So it looks like adding in wild results has shifted each distribution up by a little less than two hits. This is to be expected, because both BLACK and WHITE have a 1:12 chance of being rolled, and white is slightly discounted, because it may not always be allocatable.

The impact is most pronounced on GREEN and RED. This is because their odds have been improved by a lot: 2X in the case of GREEN (from 2:12 -> ~4:12) and 3X in the case of RED (from 1:12 -> ~3:12).

Again, this effectively shows the maximum number of hits you might be able to allocate to each indvidual color. In a real game, BLACK and WHITE results won’t shift all of the colors up by the same amount, because you can only apply a wild to one color at a time. But presumably you would allocate the wild to the color that would benefit the most from it, so this is a reasonable upper bound on the number of hits you might expect to allocate to each color.

Part 2 - Modeling the Probabilities in “Pure Math”

I’m very familiar with simulation approaches at this point. Practical and imperative math like this also makes a lot of sense to me as a programmer.

So next, I would like to take a more mathematical appraoch to the problem, which is not as natural to me.

I was trying to derive the formula myself while in the shower this morning. It’s clear that it’s not as simple as looking at the probability of rolling a single color. We need to look at combined probabilities across any number of rolls.

I started by thinking about a specific case: how would you compute the probability that you could roll ten times and end up with zero YELLOW results? I know I studied this back in high school math, but twenty years later it’s not exactly top of mind.
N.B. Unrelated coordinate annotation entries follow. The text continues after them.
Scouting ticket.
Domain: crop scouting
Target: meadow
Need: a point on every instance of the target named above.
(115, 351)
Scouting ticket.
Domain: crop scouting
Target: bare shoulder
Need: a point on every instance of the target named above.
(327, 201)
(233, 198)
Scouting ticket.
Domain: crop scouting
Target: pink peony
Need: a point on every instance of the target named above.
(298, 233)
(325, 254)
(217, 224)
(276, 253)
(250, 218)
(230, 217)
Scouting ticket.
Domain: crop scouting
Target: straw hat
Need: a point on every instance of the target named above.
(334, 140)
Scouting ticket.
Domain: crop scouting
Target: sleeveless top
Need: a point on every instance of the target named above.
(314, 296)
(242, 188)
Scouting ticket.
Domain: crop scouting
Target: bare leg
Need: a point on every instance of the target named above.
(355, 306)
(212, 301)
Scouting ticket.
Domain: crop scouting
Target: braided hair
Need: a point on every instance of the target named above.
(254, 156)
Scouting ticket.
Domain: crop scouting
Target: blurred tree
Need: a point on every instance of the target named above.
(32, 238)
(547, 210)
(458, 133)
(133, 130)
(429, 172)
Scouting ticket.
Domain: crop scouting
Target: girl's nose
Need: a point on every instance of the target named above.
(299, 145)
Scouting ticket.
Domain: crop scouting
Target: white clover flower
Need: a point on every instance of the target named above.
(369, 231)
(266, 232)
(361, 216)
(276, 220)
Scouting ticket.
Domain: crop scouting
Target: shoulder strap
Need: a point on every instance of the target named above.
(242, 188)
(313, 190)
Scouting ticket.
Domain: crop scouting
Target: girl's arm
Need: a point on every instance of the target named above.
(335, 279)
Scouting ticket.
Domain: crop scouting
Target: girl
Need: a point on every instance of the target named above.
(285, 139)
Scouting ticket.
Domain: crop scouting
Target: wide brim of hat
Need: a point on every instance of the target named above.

I realized that the probability of having no YELLOW results is the same as rolling non-YELLOW ten times in a row. That would be something like \((8/12)^{10}\). Not math I can do in my head, but definitely a small number. Using a calculator, there’s about a 1.7% chance of this happening. Makes sense.

Then I moved on to the probability of having one out of ten results be YELLOW, and here I realized that I needed to somehow combine the probability of success with the probability of failure. That’s where I got stuck mentally.

Computing the Binomial Distribution

So I turned to Google and ChatGPT who pointed me at the Binomial Probability formula, which I can use to compute a Binomial Distribution for a given number of dice rolls and a given probability of success.

The formula for Binomial Probability is:

\[P(X = k) = \binom{n}{k} \times p^k \times (1-p)^{n-k}\]

where:

  • \(n\) is the number of trials (number of die rolls)
  • \(k\) is the number of successful outcomes (rolling a particular color)
  • \(p\) is the probability of success on a single trial
  • \(\binom{n}{k}\) represents the binomial coefficient, which is the number of ways to choose \(k\) successes out of \(n\) trials

My recollection of this formula from math class is very vague. Looking at it closely, I see that my intuitions were on the right track. The formula is basically using multiplication to combine the probability of getting \(k\) successes with the probability of getting \(n-k\) failures.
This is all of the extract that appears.